Il presidente della Repubblica Sergio Mattarella ha indicato in maniera esemplare come la condanna delle stragi (non più semplice errore) deve evitare in ogni modo la colpevolizzazione di una religione e dei suoi fedeli, pena ricadere nella barbarie cui abbiamo assistito nella Seconda guerra mondiale. L’esitazione del nostro esecutivo a seguire i principali partner europei (compresa la Gran Bretagna) sulla via del riconoscimento dello Stato di Palestina potrebbe essere giustificata se si proponesse un’altra via per interrompere uno dei conflitti più sanguinosi, costato la vita finora a quasi il 3% della popolazione della Striscia (come se in Italia fossero morte un milione e settecentomila persone), con il rischio di un repentino peggioramento se le forniture alimentari non riprenderanno a pieno ritmo. Che cosa vogliamo fare come singolo Paese e come Europa? I lanci di viveri nelle quantità attuali non appaiono per nulla risolutivi.
Posto che la sicurezza di Israele non va messa a rischio, consentire che un numero sufficiente di camion delle Nazioni Unite con derrate e medicine abbiano accesso a Gaza non sembra attualmente una minaccia. In questo momento, allentare unilateralmente la presa sulla Striscia significherebbe indebolire ancora di più il consenso ad Hamas, che attraverso la sua criminale ostinazione nel non rilasciare gli ostaggi del 7 ottobre contribuisce alla tragedia della propria gente. Ecco allora che la pressione su Netanyahu e i suoi alleati interni va esercitata con maggior determinazione ora. Non sarà una solenne cerimonia al Palazzo delle Nazioni Unite a ridare la speranza a un popolo martoriato, come già oggi avere in mano il passaporto palestinese (che pure sarebbe motivo d’orgoglio) non basta per varcare le frontiere.
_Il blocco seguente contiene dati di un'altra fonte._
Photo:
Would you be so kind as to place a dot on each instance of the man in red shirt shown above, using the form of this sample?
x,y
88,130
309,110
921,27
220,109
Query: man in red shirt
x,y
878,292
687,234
A pesare davvero potrebbero invece essere sospensioni di accordi militari e commerciali (non quelli sulla ricerca scientifica, si spera, nel momento in cui alcune università israeliane hanno preso posizione critica verso i propri rappresentanti politici). Ancora una volta, non si tratta di boicottare una nazione amica, ma indurre un governo a ripristinare la legalità internazionale e rispettare il diritto umanitario. Il percorso verso due Stati, qualunque ne siano le forme e i tempi, passa necessariamente dalla salvezza della popolazione che dovrebbe abitare uno di essi.